Vielleicht ist es Ploegers sprunghafter Biografie geschuldet, dass seine Kunst so vielfältig ist. Denn zur Performancekunst kam er über Umwege von der Musik. Ploeger studierte Posaune in Den Haag und orientierte sich zuerst in Richtung experimenteller Musik; es folgte eine „Eskapade“ in der Orchesterakademie der Berliner Philharmoniker. Der entscheidende Wendepunkt kam aber erst nach seinem Musikstudium, als er zwei Jahre lang in Ramallah als Musik- und Performancelehrer gearbeitet hatte und für sich entschied, dass er lieber Arbeit machen wolle, die „mit seiner direkten Umgebung“ zu tun habe. Ploeger ging kurzerhand nach England und verfasste eine Doktorarbeit im Bereich Performance und Medientheorie – das sei seine ganze „Kunstausbildung“ gewesen. Ab da an machte er, was er wollte, und experimentierte mit verschiedenen Techniken und Stilen.

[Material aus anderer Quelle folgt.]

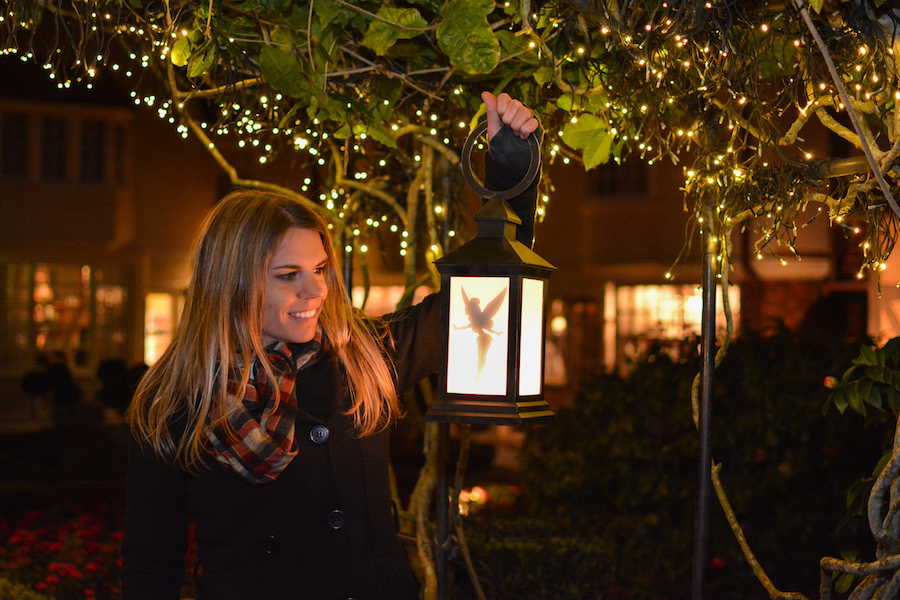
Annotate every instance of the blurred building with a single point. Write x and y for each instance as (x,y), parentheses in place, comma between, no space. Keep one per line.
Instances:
(100,201)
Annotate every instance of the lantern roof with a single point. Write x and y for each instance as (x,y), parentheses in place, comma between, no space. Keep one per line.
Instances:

Sein neustes Werk Smart Fence entstand zum Teil im Rahmen von AURORA. Die mehrteilige Arbeit umfasst ein ausgestelltes Stück Grenzzaun, ein Replikat eines Schildes mit der Aufschrift „Caution electric fence“, das, wenn man mit seiner App eines beliebigen Endgerätes draufhält, einen dreidimensionalen Zaun zeigt, und einen augmentierten Siebdruck. Die Idee dazu kam ihm, als er eine Doku in den Medien über den High-Tech-Grenzzaun in Ungarn sah. Smart Fence ist eine ironische Anspielung auf die Bezeichnung „smarter“ Endgeräte, die uns das Leben erleichtern sollen: Smartphones, Smart Home, Smart Clothes. Die positive Konnotation dieser Geräte verschleiere in Bezug auf den Grenzzaun dessen eigentliche Intention der Ausgrenzung und Abschottung; die „Darstellung des Zaunes als technologisches Objekt“, so Ploeger, spiele eine ideologische Rolle zur Verharmlosung und Verschleierung seines eigentlichen Zwecks. Smart klänge gut und erstrebenswert. Wie bereits bei seinen anderen Werken formuliert er seine künstlerische Kritik als „offene Frage“. Ist der Smart Fence wirklich so smart oder nur ein Euphemismus für Probleme, die wir nicht sehen wollen? Das AR-Projekt wurde durch das AURORA-Team der HTW unterstützt und begleitet.

Sarah Müller

Die Designerin Sarah Müller kommt laut eigener Aussage aus der „Agenturwelt“ und ist in ihrem Selbstverständnis eher Dienstleisterin als Künstlerin; in ihrer Freizeit beschäftigt sie sich gern mit Fotografie und „etwas freieren Grafiken“. Sie besuchte im Februar und März dieses Jahres alle AURORA-Kurse und entwickelte anschließend im Produktionslabor ihr AR-Projekt New York New York - eines jener „etwas freieren“ Grafikprojekte sozusagen. Dafür wurde die 32-Jährige jetzt mit dem weltweit renommierten Design-Preis Red Dot im Bereich Kommunikationsdesign ausgezeichnet.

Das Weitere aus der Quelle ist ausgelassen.